The graph below illustrates the rise in rents as a result of a high base rate.
Impact on Companies
Businesses feel the impact of changes in interest rates with high base rates increases the cost of borrowing, hampering business expansion and economic growth. Approximately 7,000 businesses are expected to fail every quarter in 2024 as high-interest rates cause financial strain, making it difficult for businesses to repay lenders. UK business loans are expected to rise to approximately £513 billion in 2023. This represents an 18% rise from £78 billion in 2018.
Generally speaking, high-interest rates result in high rates of business insolvencies caused by unsustainable levels of debt repayments. One in every two companies is likely to face stress in servicing debt by the year-end, causing some owners to cut employment significantly.
High levels of debt have led some companies in the UK to consider alternative strategies to pay off their debt. The largest pub chain in the country, Stonegate, considered selling 1,000 of its establishments and using the money to service its debt. It is now trying to move the pubs into a new entity in order to raise debt.
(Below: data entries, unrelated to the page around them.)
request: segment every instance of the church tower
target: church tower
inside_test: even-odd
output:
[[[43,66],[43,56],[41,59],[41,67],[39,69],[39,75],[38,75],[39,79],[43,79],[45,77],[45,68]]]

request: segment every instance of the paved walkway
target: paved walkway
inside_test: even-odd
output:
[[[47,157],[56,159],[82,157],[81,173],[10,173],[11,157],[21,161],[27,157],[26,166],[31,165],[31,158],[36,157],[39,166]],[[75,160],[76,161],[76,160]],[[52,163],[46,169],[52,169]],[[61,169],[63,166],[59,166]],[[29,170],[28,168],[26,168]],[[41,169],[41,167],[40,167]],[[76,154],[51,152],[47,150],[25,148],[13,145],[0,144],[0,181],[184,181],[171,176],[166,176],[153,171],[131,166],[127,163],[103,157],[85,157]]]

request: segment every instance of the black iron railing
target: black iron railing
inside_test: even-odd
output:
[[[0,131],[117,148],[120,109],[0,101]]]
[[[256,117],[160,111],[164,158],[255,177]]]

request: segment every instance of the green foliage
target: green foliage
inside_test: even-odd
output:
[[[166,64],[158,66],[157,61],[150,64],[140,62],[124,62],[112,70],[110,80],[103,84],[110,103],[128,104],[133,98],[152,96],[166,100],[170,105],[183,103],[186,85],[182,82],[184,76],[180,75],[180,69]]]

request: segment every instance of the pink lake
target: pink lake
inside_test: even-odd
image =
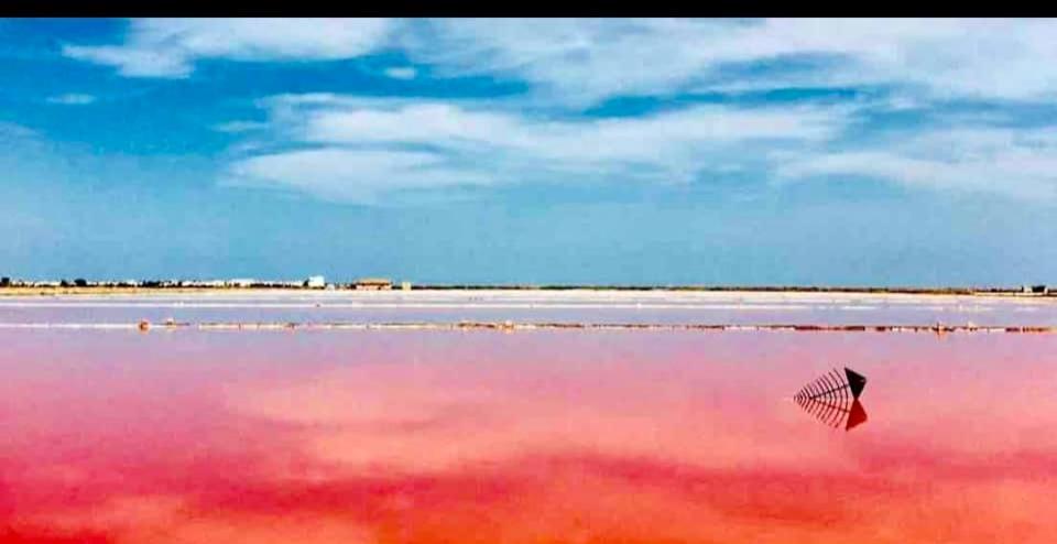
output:
[[[0,540],[1050,543],[1057,335],[0,329]],[[849,367],[868,418],[793,402]]]

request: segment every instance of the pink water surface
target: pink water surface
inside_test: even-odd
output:
[[[0,330],[0,541],[1050,543],[1057,336]],[[833,367],[865,423],[792,401]]]

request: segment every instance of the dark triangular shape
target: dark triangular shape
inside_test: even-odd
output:
[[[851,410],[848,411],[848,424],[844,425],[844,431],[851,431],[852,427],[861,425],[865,422],[867,410],[862,407],[859,399],[856,399],[851,402]]]
[[[862,394],[862,389],[867,387],[867,377],[848,367],[844,367],[844,376],[848,377],[848,387],[851,388],[851,396],[859,399],[859,395]]]

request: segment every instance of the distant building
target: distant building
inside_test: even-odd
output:
[[[389,291],[393,289],[393,282],[384,278],[361,278],[353,285],[357,291]]]

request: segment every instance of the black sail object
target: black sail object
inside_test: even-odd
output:
[[[844,367],[844,376],[848,377],[848,387],[851,388],[851,396],[859,399],[862,394],[862,388],[867,387],[867,377]]]
[[[867,411],[859,395],[867,387],[867,378],[844,368],[843,376],[836,369],[800,388],[793,400],[819,422],[831,427],[851,431],[867,421]]]

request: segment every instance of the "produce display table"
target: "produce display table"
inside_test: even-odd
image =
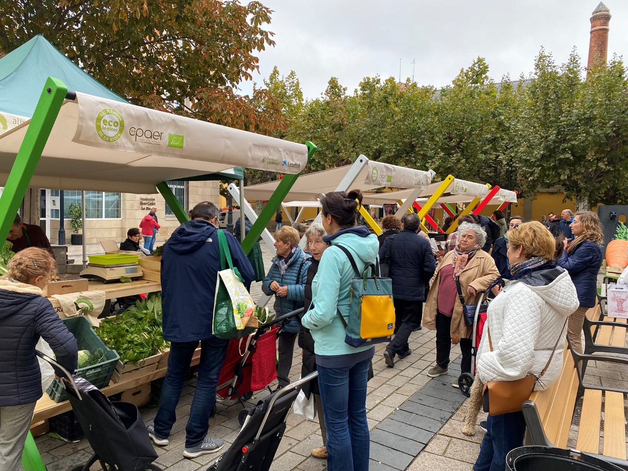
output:
[[[141,293],[153,293],[161,290],[161,284],[157,281],[149,281],[148,280],[139,278],[130,283],[108,283],[102,281],[90,281],[89,290],[105,291],[106,299],[111,300],[123,296],[132,296],[139,295]],[[54,298],[48,298],[52,303],[52,306],[57,312],[62,313],[61,306],[59,301]],[[198,364],[199,357],[195,355],[192,358],[192,365],[194,366]],[[166,376],[167,368],[161,368],[157,370],[147,372],[146,374],[134,377],[127,381],[122,381],[120,382],[110,382],[109,386],[101,389],[106,395],[111,396],[117,392],[122,392],[136,386],[145,384],[152,381],[153,379],[158,379]],[[48,419],[50,417],[67,412],[72,409],[70,403],[64,401],[61,403],[55,403],[51,399],[45,392],[43,396],[37,401],[35,406],[35,414],[33,416],[33,424],[35,424],[42,420]]]

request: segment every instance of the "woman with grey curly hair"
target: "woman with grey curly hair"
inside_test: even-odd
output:
[[[452,343],[460,343],[462,372],[471,372],[472,327],[465,324],[460,284],[465,304],[477,304],[480,296],[499,276],[495,262],[482,249],[486,232],[479,224],[465,222],[458,228],[457,245],[446,253],[431,281],[423,313],[423,325],[436,330],[436,362],[432,377],[448,372]],[[458,387],[456,382],[452,385]]]

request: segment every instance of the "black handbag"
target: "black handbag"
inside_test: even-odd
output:
[[[460,286],[460,282],[457,278],[456,278],[456,289],[458,290],[458,299],[460,300],[460,304],[462,305],[462,314],[465,319],[465,325],[470,327],[473,325],[474,320],[475,318],[475,311],[477,310],[477,305],[465,303],[465,298],[462,296],[462,287]],[[484,296],[484,299],[480,301],[480,310],[478,311],[478,315],[486,312],[489,308],[489,302],[486,300],[487,295],[488,293]]]

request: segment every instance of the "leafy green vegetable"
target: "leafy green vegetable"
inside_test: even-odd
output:
[[[161,296],[138,301],[122,314],[102,320],[95,329],[105,344],[117,352],[122,363],[137,362],[170,345],[161,330]]]
[[[15,255],[11,249],[13,248],[13,242],[10,241],[5,241],[4,245],[0,249],[0,273],[7,272],[6,266],[9,263],[11,257]]]

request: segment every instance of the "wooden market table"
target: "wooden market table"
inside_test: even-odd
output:
[[[106,283],[102,281],[90,281],[89,290],[90,291],[105,291],[106,299],[111,300],[124,296],[139,295],[141,293],[159,291],[161,290],[161,284],[158,281],[150,281],[142,278],[127,283]],[[48,298],[48,300],[57,311],[62,315],[63,311],[59,305],[59,301],[54,298]],[[199,358],[195,355],[192,359],[192,365],[194,366],[197,364],[198,360]],[[100,390],[107,396],[122,392],[136,386],[145,384],[154,379],[163,377],[166,376],[166,369],[167,368],[163,367],[153,370],[141,376],[127,381],[122,381],[120,382],[110,382],[108,386],[101,388]],[[70,405],[69,401],[63,401],[61,403],[55,403],[44,392],[43,396],[37,401],[37,404],[35,406],[32,423],[41,422],[46,419],[67,412],[71,409],[72,406]]]

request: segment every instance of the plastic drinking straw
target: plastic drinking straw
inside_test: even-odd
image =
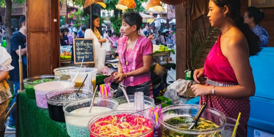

A pullback in consumer spending has made it increasingly difficult for companies to pay their debts. About two-thirds of British adults have cut back on discretionary purchases and retail sales are almost flat by volume. As a result, one in every two companies is likely to face stress in servicing debt by the end of the year, causing some owners to cut investment in research and development along with employment significantly. This could create a ripple effect across the economy, resulting in slowed economic growth.
Impact on Food Shops
Fluctuations in interest rates can also affect the cost for grocery products. High interest rates may lead to increased borrowing costs for food shops, which could be passed on to customers through higher food prices. Food and drink prices rose by 19.1% in March 2023.
Off the back of rising costs, Sprive introduced our Shop with Sprive feature which gives customers cashback on their everyday shopping to put towards their mortgages. We partner with some of the biggest brands in the UK including ASDA, M&S, Airbnb, Deliveroo and many more! This feature essentially helps homeowners pay off their mortgages while shopping.
You can see how much you save towards your mortgage with our Shop with Sprive calculator.
One of Sprive’s customer James Davies says: “I managed to overpay over £100 per month entirely through cashback on vouchers. I tell everyone I know about Sprive!”
Moving Forward
Jinesh Vohra, CEO of Sprive, is urging homeowners to stay well-informed, budget effectively, and manage their personal finances to the best that they can to help navigate the ever-evolving financial landscape.